U.S. stock index futures gained on Friday with bargain hunters returning at the end of a tumultuous week marked by a record collapse in oil prices and growing evidence of the economic damage from the coronavirus pandemic.

Dow Jones closed up  by  1.03% percent, S&P 500 closed up by 1.44% percent, Nasdaq settled down  by 1.55%  percent.

Treasuries Recap

U.S. Treasury yields were little changed on Friday as investors stuck with riskier assets like stocks despite dim prospects of a quick economic rebound after the novel coronavirus outbreak.

The benchmark 10-year yield was down one basis point at 0.6008%.

Commodities Recap

Gold prices slipped on Friday as investors booked profits, but concerns over the global economic slowdown and massive stimulus measures from major central banks kept bullion on track for a weekly gain.
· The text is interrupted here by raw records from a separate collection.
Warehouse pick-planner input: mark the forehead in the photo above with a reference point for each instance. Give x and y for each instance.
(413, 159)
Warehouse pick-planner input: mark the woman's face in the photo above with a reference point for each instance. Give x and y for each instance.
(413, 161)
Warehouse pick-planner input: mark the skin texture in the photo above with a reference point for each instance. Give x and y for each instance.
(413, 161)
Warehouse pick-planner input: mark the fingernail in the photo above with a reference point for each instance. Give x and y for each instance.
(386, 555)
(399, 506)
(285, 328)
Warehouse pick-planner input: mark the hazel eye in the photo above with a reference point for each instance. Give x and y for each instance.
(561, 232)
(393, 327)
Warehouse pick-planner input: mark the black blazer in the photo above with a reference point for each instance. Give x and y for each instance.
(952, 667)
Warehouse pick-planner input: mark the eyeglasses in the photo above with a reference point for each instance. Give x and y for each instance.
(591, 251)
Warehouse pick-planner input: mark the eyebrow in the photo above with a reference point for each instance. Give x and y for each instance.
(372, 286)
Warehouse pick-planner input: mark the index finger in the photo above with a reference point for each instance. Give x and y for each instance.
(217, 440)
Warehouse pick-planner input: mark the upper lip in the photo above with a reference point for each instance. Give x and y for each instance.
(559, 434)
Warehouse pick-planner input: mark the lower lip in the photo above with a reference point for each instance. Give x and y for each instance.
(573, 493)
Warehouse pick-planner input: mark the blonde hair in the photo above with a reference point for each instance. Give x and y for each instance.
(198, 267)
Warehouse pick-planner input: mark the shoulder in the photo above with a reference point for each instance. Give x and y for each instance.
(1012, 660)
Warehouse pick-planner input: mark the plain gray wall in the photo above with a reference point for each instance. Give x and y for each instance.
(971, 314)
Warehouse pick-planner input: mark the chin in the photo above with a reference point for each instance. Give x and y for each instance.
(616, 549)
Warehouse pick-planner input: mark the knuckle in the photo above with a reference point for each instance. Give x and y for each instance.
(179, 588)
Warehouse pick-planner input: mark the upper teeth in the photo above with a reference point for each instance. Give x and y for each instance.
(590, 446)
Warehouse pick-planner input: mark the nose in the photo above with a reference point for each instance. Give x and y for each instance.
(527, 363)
Spot gold was down 0.4% at $1,724.73 per ounce by 1002 GMT, after hitting a more than one-week high in the previous session. Bullion has risen more than 2% so far this week.U.S. gold futures edged 0.1% lower to $1,744.60 an ounce.

Crude prices rose on Friday as energy producers continued to cut the number of rigs drilling for oil in the United States and Canada.

Brent   futures for June delivery rose 72 cents, or 3.4%, to $22.05 a barrel by 2:01 p.m. EDT (1801 GMT), while U.S. WTI crude   rose 67 cents, or 4.1%, to $17.17. Both contracts traded up over 5% earlier in the day.